For a limited time, the SAFDB is available at no charge to authorized law enforcement and intelligence community examiners on the SARC website at http://www.sarc-wv.com. The database is available in formats compatible with most popular forensic tools: EnCase, FTK, HashKeeper, ILook, and ProDiscover. For additional information on SAFDB, please contact the SARC to request the free White Paper on “The Steganography Application Fingerprint Database.”
The first step in the analytical approach is to hash all files on the suspect media. Next, the hash values are compared with the hash values in SAFDB. A match represents a file artifact that may be associated with one or more steganography applications. Each file profile within the SAFDB identifies which steganography application that artifact belongs to.
Determining Residual Registry Artifacts
In addition to the hash values of files associated with steganography applications, the SAFDB also contains a set of registry keys and values known to be created or modified as a result of installing a steganography application. This aspect of the analytical approach is not unlike searching for latent fingerprints at a crime scene. Some criminals go to great lengths to cover their tracks by wearing gloves and/or cleaning up a crime scene. Likewise, some cyber criminals will go to great lengths to cover their tracks. After using a steganography application, they may uninstall the application and then delete obvious folders and files associated with the application that weren’t removed by the uninstall operation.

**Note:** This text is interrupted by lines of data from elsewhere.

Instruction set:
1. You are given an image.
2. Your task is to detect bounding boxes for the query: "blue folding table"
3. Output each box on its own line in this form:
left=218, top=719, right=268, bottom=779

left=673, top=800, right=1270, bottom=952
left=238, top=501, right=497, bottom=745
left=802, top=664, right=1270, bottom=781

The registry keys and values can be compared to the registry from the suspect computer to determine if a steganography application currently exists, or did exist at one time, on the system. A positive match could lead the investigator to confirm with a high degree of confidence that a particular steganography application has existed on a suspect system.
It is entirely conceivable that a single registry key or value could be the sole fingerprint left behind that could become the key to finding and extracting information hidden with a steganography application deleted from the system after it was used.
Conducting Analytical Steganalysis
After determining which steganography application(s) may have been used, carrier file types that can be manipulated by those applications should be identified. To determine the potential carrier file types for a steganography application, the examiner should download and experiment with that application. The SARC maintains a physical repository of each steganography application that exists in the SAFDB and may be contacted for assistance if the examiner cannot locate a particular steganography application on the Internet. Copies of commercially licensed versions of steganography applications cannot be provided.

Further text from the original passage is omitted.